Digital computers are power-hungry and largely intolerant of damaged components, making them potentially difficult tools for energy-limited autonomous agents in uncertain environments. Recently developed Contrastive Local Learning Networks (CLLNs) - analog networks of self-adjusting nonlinear resistors - are inherently low-power and robust to physical damage, but were constructed to perform supervised learning. In this work we demonstrate success on two simple RL problems using Q-learning adapted for simulated CLLNs. Doing so makes explicit the components (beyond the network being trained) required to enact various tools in the RL toolbox, some of which (policy function and value function) are more natural in this system than others (replay buffer). We discuss assumptions such as the physical safety that digital hardware requires, CLLNs can forgo, and biological systems cannot rely on, and highlight secondary goals that are important in biology and trainable in CLLNs, but make little sense in digital computers.
While digital computers are powerful, they suffer from high energy consumption and intolerance to component damage, which poses challenges for their use as autonomous intelligent agents in energy-limited and uncertain environments. This paper investigates Contrastive Local Learning Networks (CLLNs)—analog networks composed of self-regulating nonlinear resistors—for reinforcement learning tasks. CLLNs naturally exhibit low power consumption and robustness to physical damage, but have previously been used only for supervised learning. The authors successfully adapted Q-learning to simulated CLLNs to solve two simple reinforcement learning problems and clarified the components required to implement various tools in the RL toolkit. Policy functions and value functions are more naturally implemented in this system, while experience replay buffers are less natural.

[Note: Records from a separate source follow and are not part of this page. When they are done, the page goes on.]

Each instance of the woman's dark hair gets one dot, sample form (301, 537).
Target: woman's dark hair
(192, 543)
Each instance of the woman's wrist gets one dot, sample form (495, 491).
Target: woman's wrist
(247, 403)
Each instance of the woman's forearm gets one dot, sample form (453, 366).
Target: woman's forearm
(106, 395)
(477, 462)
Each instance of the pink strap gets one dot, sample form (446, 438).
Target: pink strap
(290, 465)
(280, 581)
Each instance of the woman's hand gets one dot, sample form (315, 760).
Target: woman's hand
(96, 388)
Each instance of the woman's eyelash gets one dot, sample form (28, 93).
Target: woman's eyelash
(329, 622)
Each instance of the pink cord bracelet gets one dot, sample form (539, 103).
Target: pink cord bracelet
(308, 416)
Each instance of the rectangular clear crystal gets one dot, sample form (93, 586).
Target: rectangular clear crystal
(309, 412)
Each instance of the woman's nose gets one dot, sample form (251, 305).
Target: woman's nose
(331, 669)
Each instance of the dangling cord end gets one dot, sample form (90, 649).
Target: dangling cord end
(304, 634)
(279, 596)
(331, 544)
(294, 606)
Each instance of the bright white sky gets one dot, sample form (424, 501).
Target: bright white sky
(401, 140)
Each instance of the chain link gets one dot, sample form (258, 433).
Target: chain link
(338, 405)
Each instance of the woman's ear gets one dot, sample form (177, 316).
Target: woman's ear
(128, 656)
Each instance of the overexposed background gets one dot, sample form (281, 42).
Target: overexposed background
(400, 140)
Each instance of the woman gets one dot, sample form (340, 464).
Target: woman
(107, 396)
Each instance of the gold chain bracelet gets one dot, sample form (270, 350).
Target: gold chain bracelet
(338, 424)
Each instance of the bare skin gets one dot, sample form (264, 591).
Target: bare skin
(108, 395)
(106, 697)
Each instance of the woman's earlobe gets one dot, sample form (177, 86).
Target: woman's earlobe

Digital computers face two fundamental weaknesses in reinforcement learning applications:
Poor fault tolerance: Damage to a single transistor can cause system-wide failure, as the function of each component is inherently tied to its position in the system
High energy consumption: Laptop CPUs consume approximately 50W, stemming from the high energy cost of maintaining "perfect" operation and data transfer between processing and storage
For autonomous agents in energy-limited environments, low power consumption and fault tolerance are critical. Biological systems excel in these aspects:
The human brain consumes only 20W total power while performing perception, cognition, motor control, and other tasks
The brain can withstand significant damage and continue operating, including single neuron destruction, traumatic brain injury, and even brain region removal
This robustness stems from distributed processing and emergent computation, rather than linear computation
Few examples of artificial non-digital hardware applications in RL tasks
Many digitally-enhanced or simulated analog systems have been used for RL, but few hardware demonstrations combine distributed storage, computation, and analog signals
Recently developed CLLNs, while possessing low power and fault-tolerant characteristics, have not yet been validated in RL scenarios
First application of CLLNs to reinforcement learning: Successfully adapted Q-learning to simulated CLLNs, enabling RL capabilities for physical learning networks
Validation on two RL tasks:
Four-state, four-action Markov Decision Process (MDP)
Nine-state (3×3 grid) four-action navigation task
Achieved near-optimal policies in 8-10 out of 10 trials
Clarification of design considerations for physical learning systems:
Identified RL components naturally implementable in CLLNs (policy functions, value functions)
Identified components requiring additional hardware support (experience replay buffers)
Revealed constraints unique to physical systems (bounded parameters, non-feedforward structure)
Proposed unique advantages of physical learning systems:
Low-power operation can be further optimized through modified learning algorithms
Online recovery capability after damage
Ability to train secondary objectives (e.g., power consumption, robustness) that are meaningless in digital systems
Dillavou et al. (2024): Machine learning without a processor: Emergent learning in a nonlinear analog network. PNAS. (Original CLLN paper)
Stern et al. (2021): Supervised Learning in Physical Networks: From Machine Learning to Learning Machines. Physical Review X. (Coupled Learning theoretical framework)
Scellier & Bengio (2017): Equilibrium Propagation: Bridging the Gap between Energy-Based Models and Backpropagation. Frontiers in Computational Neuroscience. (Theoretical foundation)
Mak et al. (2007, 2010): Early work on analog circuit RL
Stern et al. (2024): Training self-learning circuits for power-efficient solutions. APL Machine Learning. (Power efficiency optimization)
Overall Assessment: This is pioneering work that first applies physical learning networks to reinforcement learning, with significant theoretical and potential practical value. While currently validated only on simple tasks and still distant from fully autonomous physical learning systems, it opens new research directions for energy-efficient and fault-tolerant autonomous agents. The paper's primary value lies in clarifying the design space, constraints, and unique advantages of physical learning systems, laying foundation for subsequent research. Future work should continue advancing hardware implementation, task complexity, and methodological refinement.